私はあなたのストーカーです


――――――――




我ながら、なんてことを言ってしまったんだと思った。


「とりあえず。あったかいもんでも飲んで」


先生の車の助手席に乗り込み、待機していると、自動販売機で先生がジュースを二本買ってきた。


「ココアとミルクティー。どっちがいい?」
「……先生は?」
「どっちも好きかな」
「じゃあ。ココア」
「オッケー」


蓋をあける音が、薄暗い車内に響く。


「どーぞ」


あけて、くれたんだ。ケガしてるから?

それくらい自分でできるのに。

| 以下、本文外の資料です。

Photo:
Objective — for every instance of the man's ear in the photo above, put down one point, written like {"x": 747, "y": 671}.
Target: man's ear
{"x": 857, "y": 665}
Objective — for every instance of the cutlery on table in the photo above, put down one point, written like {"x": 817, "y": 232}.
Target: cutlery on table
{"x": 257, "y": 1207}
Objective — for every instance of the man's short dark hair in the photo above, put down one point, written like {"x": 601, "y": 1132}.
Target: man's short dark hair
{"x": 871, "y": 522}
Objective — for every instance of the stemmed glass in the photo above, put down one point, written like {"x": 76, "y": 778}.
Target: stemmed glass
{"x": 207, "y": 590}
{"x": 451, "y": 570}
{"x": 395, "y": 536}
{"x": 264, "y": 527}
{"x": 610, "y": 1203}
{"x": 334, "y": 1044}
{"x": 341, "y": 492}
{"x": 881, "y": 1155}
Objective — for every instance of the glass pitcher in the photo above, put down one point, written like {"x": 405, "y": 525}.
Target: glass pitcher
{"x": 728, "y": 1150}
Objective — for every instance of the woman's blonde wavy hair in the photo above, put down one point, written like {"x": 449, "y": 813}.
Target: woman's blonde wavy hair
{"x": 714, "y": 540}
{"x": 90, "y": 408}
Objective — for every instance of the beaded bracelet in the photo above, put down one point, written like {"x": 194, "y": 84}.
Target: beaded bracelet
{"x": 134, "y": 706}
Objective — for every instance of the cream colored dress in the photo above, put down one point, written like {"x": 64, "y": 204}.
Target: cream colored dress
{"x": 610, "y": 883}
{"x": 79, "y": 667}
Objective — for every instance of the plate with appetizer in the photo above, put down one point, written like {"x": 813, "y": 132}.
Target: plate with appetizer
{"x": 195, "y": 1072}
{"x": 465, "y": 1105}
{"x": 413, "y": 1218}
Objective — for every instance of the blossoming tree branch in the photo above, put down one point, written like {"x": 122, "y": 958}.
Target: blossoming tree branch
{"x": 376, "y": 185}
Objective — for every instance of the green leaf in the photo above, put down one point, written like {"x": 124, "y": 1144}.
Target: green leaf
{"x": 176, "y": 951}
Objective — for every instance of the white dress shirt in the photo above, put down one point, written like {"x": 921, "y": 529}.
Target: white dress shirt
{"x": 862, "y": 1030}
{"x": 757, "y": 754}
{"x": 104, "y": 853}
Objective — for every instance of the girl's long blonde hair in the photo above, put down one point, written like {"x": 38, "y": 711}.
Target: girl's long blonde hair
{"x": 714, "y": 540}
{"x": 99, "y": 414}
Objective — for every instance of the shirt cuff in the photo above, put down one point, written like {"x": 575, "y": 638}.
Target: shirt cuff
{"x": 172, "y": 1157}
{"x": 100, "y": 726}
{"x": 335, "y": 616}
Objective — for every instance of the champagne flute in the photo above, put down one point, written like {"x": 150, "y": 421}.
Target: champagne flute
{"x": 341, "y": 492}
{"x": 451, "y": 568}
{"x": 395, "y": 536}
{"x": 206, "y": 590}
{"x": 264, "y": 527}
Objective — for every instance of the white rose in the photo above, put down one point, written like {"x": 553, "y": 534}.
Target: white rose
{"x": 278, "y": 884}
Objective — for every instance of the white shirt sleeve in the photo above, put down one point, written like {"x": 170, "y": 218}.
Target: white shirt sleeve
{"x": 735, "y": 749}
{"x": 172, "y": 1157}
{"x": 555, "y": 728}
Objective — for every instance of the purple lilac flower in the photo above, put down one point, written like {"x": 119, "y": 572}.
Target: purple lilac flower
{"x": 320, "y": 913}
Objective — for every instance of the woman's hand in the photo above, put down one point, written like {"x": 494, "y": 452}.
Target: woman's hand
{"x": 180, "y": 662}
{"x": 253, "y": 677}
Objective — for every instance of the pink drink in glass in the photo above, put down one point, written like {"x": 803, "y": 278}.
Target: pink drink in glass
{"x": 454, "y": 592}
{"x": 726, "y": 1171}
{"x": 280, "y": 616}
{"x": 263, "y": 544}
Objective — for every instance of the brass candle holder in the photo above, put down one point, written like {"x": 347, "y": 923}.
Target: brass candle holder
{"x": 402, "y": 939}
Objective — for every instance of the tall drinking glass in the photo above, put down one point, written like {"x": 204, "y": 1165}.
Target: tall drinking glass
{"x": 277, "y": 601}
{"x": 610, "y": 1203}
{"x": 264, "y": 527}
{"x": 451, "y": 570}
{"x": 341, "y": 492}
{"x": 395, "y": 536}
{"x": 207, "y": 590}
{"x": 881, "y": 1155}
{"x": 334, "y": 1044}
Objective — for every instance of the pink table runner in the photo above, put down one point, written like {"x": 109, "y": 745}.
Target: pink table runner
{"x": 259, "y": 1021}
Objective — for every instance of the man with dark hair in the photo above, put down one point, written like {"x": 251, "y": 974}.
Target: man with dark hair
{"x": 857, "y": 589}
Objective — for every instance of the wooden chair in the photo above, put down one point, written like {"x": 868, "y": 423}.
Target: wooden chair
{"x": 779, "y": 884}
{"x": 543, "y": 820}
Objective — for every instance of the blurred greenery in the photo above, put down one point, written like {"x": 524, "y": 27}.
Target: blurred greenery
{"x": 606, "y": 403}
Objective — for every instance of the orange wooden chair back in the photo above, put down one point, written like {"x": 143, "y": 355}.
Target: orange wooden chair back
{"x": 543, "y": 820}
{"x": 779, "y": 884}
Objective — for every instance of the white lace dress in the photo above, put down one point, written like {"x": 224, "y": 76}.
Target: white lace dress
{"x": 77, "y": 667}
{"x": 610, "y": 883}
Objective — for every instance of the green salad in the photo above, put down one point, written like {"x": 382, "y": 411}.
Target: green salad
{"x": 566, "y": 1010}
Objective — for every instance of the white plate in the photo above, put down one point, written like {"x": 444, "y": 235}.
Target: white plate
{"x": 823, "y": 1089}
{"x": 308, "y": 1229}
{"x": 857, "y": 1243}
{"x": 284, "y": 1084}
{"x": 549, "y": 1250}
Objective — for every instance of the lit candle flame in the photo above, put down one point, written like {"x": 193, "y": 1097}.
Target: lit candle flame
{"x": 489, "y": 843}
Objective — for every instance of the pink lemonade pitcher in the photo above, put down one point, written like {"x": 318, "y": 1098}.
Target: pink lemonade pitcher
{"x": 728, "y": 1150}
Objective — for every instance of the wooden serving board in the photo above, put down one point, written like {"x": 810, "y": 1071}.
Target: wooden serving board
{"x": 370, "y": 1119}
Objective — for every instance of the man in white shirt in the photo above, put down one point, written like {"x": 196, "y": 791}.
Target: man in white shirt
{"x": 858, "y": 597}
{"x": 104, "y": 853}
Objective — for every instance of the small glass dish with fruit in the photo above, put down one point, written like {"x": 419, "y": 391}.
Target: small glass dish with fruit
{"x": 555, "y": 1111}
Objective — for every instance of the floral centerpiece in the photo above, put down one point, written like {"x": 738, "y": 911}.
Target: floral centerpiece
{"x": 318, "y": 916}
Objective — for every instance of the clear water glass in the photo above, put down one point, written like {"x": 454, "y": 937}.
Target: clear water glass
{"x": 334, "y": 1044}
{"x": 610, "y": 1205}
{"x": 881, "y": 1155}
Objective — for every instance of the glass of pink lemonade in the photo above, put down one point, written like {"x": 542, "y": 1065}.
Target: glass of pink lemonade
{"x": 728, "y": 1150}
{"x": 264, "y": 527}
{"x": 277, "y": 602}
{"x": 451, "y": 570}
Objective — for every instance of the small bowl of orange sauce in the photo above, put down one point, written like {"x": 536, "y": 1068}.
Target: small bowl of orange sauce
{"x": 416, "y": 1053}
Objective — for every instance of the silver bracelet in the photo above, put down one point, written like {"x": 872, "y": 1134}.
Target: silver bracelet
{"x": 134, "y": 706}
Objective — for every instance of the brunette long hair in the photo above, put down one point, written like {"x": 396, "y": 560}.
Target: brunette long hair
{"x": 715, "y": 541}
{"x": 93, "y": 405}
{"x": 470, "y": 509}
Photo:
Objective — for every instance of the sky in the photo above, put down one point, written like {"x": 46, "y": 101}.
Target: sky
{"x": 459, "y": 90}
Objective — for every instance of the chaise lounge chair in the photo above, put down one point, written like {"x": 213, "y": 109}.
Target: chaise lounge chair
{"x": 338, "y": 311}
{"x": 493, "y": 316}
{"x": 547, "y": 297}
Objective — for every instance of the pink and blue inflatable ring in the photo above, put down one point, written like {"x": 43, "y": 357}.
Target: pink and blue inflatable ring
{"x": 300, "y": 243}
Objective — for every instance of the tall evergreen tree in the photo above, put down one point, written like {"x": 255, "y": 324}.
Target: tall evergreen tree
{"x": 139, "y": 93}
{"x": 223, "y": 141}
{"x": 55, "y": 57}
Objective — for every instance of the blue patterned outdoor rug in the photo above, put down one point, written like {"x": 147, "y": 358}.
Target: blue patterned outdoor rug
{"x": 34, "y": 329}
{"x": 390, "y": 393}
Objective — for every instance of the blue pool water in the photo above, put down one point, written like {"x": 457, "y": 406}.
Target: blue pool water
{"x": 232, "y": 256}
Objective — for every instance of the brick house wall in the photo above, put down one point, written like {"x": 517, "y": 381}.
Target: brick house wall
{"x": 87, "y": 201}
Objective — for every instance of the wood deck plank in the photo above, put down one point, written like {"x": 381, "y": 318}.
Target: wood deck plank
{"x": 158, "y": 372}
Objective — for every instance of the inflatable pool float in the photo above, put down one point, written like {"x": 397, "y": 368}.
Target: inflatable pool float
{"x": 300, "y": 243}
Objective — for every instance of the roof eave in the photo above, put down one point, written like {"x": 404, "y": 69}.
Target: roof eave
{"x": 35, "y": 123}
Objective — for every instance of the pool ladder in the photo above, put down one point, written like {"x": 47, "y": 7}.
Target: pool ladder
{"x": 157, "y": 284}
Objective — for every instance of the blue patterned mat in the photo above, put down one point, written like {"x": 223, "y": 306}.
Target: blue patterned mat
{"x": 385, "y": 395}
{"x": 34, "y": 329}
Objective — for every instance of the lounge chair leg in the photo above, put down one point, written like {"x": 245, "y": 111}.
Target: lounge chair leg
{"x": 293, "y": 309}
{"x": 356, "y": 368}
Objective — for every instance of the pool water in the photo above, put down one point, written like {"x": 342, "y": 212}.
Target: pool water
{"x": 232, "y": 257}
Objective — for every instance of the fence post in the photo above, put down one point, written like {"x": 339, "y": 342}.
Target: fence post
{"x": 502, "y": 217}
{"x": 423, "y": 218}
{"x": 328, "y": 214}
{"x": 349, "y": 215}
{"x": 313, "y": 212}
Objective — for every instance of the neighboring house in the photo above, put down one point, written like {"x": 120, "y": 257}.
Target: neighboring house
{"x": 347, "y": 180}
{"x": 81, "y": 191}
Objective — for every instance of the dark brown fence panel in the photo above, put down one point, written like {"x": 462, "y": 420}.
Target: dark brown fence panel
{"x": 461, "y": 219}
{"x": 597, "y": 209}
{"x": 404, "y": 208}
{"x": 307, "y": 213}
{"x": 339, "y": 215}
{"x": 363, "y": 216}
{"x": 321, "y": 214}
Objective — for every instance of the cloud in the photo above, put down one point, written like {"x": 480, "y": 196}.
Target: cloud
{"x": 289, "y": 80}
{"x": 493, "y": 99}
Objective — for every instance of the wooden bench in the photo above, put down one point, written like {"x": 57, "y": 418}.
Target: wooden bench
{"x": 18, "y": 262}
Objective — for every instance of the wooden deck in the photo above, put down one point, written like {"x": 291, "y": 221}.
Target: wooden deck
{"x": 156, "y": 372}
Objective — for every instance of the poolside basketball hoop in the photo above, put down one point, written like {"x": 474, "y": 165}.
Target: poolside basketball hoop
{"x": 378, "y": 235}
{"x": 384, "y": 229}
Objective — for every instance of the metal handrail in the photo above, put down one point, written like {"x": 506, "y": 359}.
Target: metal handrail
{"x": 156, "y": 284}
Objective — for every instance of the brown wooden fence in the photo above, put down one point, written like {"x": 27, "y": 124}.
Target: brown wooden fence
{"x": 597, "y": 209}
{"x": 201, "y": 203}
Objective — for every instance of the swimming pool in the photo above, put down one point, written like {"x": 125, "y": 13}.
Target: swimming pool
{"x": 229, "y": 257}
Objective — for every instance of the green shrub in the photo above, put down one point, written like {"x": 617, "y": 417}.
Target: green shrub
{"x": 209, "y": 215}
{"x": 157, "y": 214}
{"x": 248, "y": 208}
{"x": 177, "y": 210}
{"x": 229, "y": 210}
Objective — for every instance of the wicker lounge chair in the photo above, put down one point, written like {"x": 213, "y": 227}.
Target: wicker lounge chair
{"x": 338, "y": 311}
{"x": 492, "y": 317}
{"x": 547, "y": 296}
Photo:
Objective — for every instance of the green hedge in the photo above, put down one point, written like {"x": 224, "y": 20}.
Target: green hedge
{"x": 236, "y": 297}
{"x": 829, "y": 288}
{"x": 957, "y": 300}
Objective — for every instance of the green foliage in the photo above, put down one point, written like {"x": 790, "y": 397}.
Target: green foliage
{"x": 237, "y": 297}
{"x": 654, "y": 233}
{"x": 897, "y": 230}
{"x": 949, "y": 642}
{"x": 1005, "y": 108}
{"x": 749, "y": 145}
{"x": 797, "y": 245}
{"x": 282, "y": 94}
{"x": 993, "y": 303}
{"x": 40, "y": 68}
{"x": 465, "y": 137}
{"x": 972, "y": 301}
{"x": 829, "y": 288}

でも嬉しい。


「いただき、ます」
「それ飲んで。落ち着いたら、帰ろうな」


帰りたくない。
あんなうちに、本当は、帰りたくない。


「はい」


それでもやっぱり、こう言うしかなくって。


(伝えたいのに伝えられない)


藤ヶ谷くんは、きっと、私の背後に先生を見つけたんだ。


先生を視界に捉えたからこそ


『幸せになるんだよ、ヒナコちゃん』


あんなことを言って足早に姿を消したんだ。


面倒見のいい先生は、こんな時間に出歩く私を放ってはおかない。


きっと家に、送り届けてくれる。


そう考えて二人になるチャンスをくれたんだ。


――背中、押してくれたんだ。


ここはもう学校じゃないし、今は先生は仕事中じゃない。


今ならどんな話もできる。


私が。私から、踏み込みさえしたら。